Online Calculator | Should You Make Use Of A Pay Day Loan

Should You Make Use Of A Pay Day Loan

Payday loans are often suggested as a fast solution for a poor cashflow problem, letting you bridge the gap between spending all your money and your next payday. Basically, you can borrow a small amount of a few hundred dollars for a short period of a week or two, and give back the money next time you get paid.

This kind of facility can actually be really appropriate if you’ve run out of money for living expenses, or if you’re faced with an unanticipated bill or expense that you simply can’t pay when you need to, but are cash advances always the easy way out they’re described as?

To start with, we’ll outline the indisputable advantages of pay day loans, before looking at the problems, and possible alternatives you may be able to utilise if you decide a fast cash loan isn’t right for you.

The lending standards for payday loans are very generous indeed, and almost anyone who’s employed and has a suitable bank account will probably have their loan application accepted. This means that even people with terrible credit histories should be able to make use of a payday loan, despite being turned down for nearly any other form of finance.

They are also simple to apply for, and you can frequently get the money in your checking account very quickly. Some payday loan companies can even arrange an overnight deposit of the money straight into your bank account the very next day, which is obviously very useful when you need cash urgently.

Last, once you’ve been sanctioned for your first loan, it’s normally a very simple matter to ‘roll over’ your loan again if you find you need to make use of the facility if funds are again short in the future.

There are, however, two large disadvantages to wage advance loans which you seldom see mentioned in the advertisings and web sites pushing them. Firstly, they’re hugely costly compared to other types of finance.
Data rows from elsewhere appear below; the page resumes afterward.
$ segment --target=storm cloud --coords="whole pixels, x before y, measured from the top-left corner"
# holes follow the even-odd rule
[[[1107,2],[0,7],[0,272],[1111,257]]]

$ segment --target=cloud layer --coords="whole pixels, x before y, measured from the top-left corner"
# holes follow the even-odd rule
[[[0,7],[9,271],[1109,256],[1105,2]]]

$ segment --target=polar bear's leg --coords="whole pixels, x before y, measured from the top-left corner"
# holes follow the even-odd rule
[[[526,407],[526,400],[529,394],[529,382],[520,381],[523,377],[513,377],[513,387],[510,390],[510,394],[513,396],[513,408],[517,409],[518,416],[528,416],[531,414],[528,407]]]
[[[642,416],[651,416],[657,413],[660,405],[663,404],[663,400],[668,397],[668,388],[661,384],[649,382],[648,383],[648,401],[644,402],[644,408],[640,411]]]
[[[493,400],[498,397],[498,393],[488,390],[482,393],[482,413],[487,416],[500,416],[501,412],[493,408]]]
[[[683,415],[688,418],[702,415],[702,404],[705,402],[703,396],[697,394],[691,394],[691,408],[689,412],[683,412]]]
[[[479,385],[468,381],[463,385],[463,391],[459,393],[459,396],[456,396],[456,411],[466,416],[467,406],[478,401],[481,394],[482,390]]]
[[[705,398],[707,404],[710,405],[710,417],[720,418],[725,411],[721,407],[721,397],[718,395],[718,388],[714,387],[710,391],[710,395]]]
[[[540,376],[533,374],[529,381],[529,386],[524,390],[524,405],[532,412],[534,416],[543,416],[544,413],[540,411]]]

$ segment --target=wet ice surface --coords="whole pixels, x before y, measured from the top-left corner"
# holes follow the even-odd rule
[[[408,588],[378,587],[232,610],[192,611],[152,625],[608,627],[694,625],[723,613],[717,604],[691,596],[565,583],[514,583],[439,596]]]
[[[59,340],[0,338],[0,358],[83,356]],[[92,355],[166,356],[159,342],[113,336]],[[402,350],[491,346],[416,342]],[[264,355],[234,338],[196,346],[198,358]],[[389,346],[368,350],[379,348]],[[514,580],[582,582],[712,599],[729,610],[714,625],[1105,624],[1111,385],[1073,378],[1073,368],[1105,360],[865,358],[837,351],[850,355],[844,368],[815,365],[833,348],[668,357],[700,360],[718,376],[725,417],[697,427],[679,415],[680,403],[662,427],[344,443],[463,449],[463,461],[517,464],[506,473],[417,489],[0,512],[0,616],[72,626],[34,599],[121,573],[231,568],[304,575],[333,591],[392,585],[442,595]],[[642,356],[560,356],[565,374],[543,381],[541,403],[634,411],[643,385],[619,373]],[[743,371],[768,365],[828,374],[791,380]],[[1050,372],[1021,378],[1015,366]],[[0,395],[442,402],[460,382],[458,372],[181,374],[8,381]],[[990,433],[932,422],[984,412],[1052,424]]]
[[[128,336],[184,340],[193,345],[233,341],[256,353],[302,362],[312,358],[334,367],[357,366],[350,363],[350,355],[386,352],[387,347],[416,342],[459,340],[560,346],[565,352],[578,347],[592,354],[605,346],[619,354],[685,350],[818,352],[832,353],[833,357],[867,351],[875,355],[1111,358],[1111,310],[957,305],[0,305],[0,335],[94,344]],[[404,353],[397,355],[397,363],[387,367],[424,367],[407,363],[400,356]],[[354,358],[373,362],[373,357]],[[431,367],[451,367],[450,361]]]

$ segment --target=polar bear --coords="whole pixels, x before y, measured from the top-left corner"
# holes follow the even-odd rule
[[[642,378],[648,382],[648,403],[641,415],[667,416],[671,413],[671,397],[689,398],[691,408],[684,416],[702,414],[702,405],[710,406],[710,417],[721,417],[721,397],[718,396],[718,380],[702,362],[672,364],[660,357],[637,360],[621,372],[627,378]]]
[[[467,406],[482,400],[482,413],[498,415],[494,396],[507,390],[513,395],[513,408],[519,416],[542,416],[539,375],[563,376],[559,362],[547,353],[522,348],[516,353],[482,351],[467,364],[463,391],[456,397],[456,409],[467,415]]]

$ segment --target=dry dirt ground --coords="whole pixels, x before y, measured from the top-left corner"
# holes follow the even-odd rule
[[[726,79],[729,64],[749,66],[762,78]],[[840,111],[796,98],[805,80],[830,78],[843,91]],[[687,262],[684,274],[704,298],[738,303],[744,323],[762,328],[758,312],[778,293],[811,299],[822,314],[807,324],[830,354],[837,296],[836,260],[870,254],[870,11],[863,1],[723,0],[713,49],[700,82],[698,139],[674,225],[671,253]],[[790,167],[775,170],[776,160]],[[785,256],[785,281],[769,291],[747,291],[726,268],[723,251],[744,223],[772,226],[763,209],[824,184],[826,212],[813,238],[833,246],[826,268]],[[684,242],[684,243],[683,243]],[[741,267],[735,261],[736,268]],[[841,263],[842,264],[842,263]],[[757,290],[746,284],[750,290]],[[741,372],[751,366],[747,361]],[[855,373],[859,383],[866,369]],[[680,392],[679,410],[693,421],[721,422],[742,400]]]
Because the term of the loan is so short, a cost of 20% of the advance – which is just about average – will result in an extremely high APR.

The second problem is closely related: because they’re so pricey, you can easily be left without enough money the month after once you’ve paid off the loan and paid the fess. In this situation, it’s just too simple to roll over your loan again to cover the shortage, incurring more interest, and a neverending cycle of debt.

So, if you make up your mind that a payday loan isn’t the best way forward for you, what choices do you have? The first one is using a credit card, if you carry one. While credit cards are normally also pretty pricey sorts of finance, they do allow you to spread the debt over a a few months rather than requiring it to be paid back straight away along with a fee.

Most banks now offer an overdraft facility, which can also be used to tide you over a short term lack of money. The interest charged on an agreed overdraft is probably going to be better than that of a credit card, but your bank may not approve your application. Beware of going ahead and overdrawing without your bank’s authorisation, as the charges they will levy in this case will be very expensive.

If none of these options is available to you, and you have no other way of getting hold of money such as borrowing off family, then a payday loan may be the better alternative. Just ensure that you use it cautiously, and heed the warning it’s giving you about the longer term state of your finances.